Barbara Bush received thunderous applause.
Long criticized as not in sync with the progressive feminist movement of the times—having chosen family over career—this modest first lady with fake pearls, born in Flushing, Queens, through her wit, obvious decency and generosity of spirit, ultimately won over a skeptical next generation.
These days, family and family values are words we hear a lot and in a wide variety of contexts. Recently, Gov. Andrew Cuomo signed a bill into law to help shield public employee unions from a looming threat if the United States Supreme Court rules in favor of the plaintiff, Mark Janus, in the Janus v. AFSCME case currently under review. The legislation places a firewall of protection against what the governor termed “extreme conservatives,” whose intent is to shrink union membership, especially among public sector unions. The new law makes it easier for unions to register employees and also imposes rules on opting out of unions. In addition, the law allows unions to deny benefits, such as free legal representation for job-related issues for members who have opted out. The governor said, “They are coming at the union movement piece by piece. … The union movement drove the Civil Rights Movement, it drove the women’s movement, it drove the environmental movement. You built the middle class. …[and] they’re going to do everything they can to hurt our state and hurt our values. … They want more power in the hands of management so that they can exploit the workers. There has been a pattern destructive to the union movement. It’s not just Janus—that’s the tip of the iceberg.”

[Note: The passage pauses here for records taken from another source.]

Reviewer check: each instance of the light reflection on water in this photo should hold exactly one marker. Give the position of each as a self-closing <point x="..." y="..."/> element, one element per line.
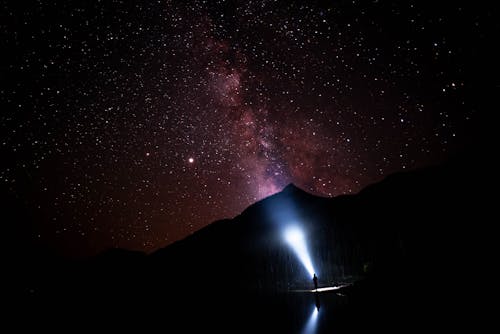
<point x="311" y="324"/>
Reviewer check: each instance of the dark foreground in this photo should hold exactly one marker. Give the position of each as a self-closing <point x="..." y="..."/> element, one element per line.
<point x="417" y="243"/>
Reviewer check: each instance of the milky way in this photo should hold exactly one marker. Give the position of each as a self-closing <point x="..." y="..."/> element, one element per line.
<point x="134" y="124"/>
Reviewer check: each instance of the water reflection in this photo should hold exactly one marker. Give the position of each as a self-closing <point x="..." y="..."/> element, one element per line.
<point x="311" y="324"/>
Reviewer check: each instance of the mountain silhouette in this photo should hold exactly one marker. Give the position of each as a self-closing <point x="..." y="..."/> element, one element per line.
<point x="404" y="248"/>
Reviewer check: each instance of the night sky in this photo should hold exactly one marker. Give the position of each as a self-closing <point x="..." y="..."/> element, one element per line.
<point x="133" y="124"/>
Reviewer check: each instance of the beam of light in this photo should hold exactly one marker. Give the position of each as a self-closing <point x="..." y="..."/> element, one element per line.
<point x="311" y="324"/>
<point x="295" y="238"/>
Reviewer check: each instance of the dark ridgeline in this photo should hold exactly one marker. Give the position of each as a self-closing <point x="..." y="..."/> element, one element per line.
<point x="411" y="243"/>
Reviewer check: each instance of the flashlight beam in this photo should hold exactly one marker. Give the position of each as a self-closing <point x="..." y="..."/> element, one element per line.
<point x="295" y="238"/>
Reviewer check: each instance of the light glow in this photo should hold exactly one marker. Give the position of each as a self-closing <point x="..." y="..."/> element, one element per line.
<point x="311" y="324"/>
<point x="295" y="238"/>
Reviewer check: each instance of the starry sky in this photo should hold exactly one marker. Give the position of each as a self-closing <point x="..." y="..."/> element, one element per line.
<point x="135" y="123"/>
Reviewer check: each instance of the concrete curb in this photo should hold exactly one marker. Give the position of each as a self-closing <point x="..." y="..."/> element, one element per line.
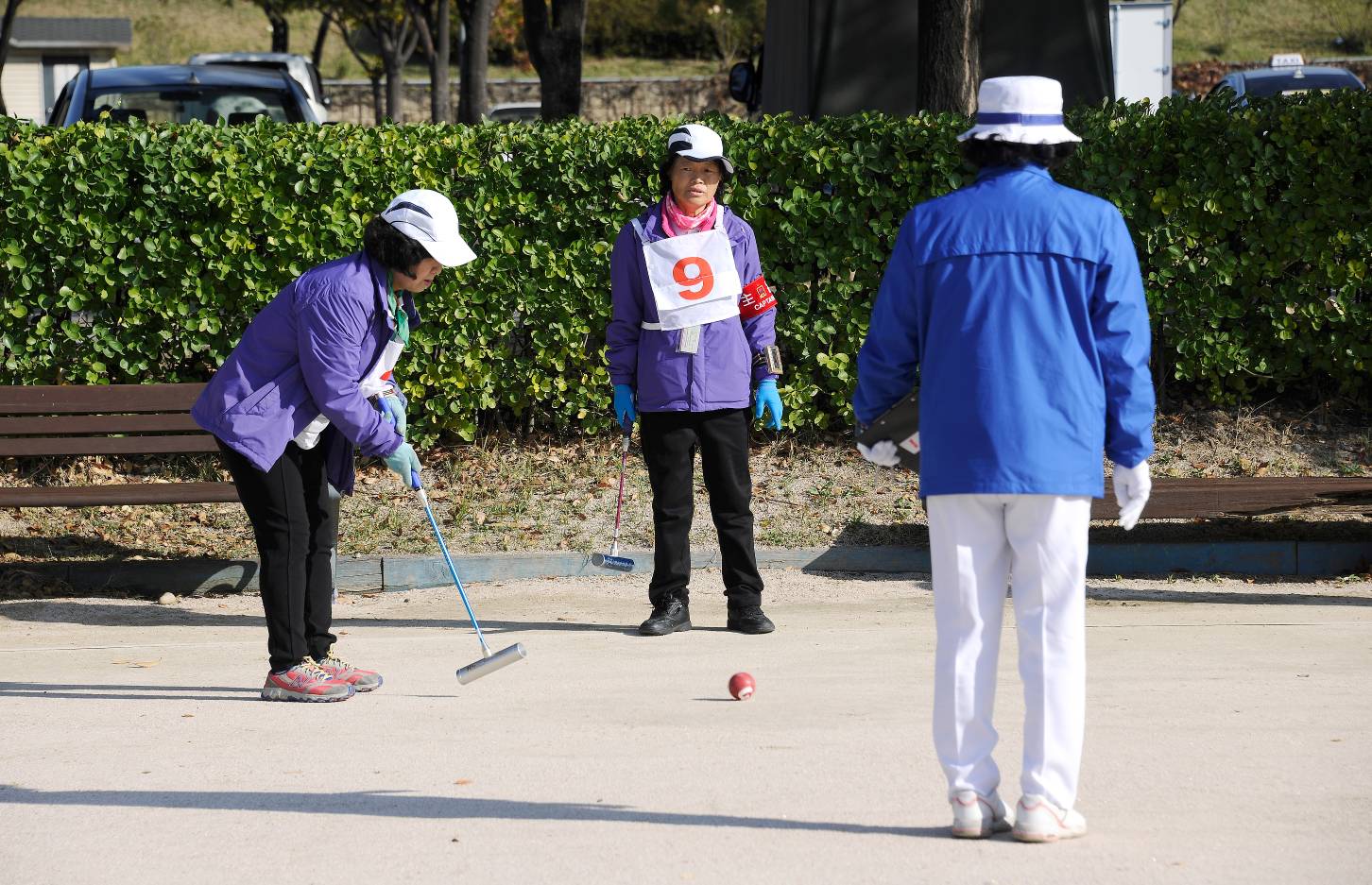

The governor ended his remarks by reminding the enthusiastic audience that whether we’re public or private unions, “together there is nothing you cannot do …we are all family.”
Indeed, unions are like families. Have you ever been on vacation in another city or another state, walking down the street, or in a restaurant or on the deck on a family cruise and spotted someone wearing a Teamsters hat or jacket? Didn’t you have the feeling of connection? Did you go to that person and say, “You’re a Teamster…me too!”
A similar feeling might also extend to someone from other unions. When you see a tote bag, a hard hat, a duffle bag or a ballpoint pen displaying a union logo, don’t you feel, almost instantly, that you share certain values? Doesn’t it give you a sense that you both stand for certain principles that would probably place you on the same side of many issues. Doesn’t it also give you the feeling that you’re part of something bigger than just yourself. You’re not alone. … You have resources, you have friends. For sure, you might not always agree with your union brothers and sisters, but you’re still family, bound by history and a bond of hope.
Bush once said, “Some people give time, some money, some their skills and connections, some literally give life’s blood. But everyone has something to give.” In a way, being part of a union is not only about what you receive but also about what you give. Surely, there are many advantages derived from union membership, but being a union member also requires sharing a part of yourself so that together with your brothers and sisters and all workers, you have great advantages. Bush faced a choice of family or career. Being a union member helps you have both.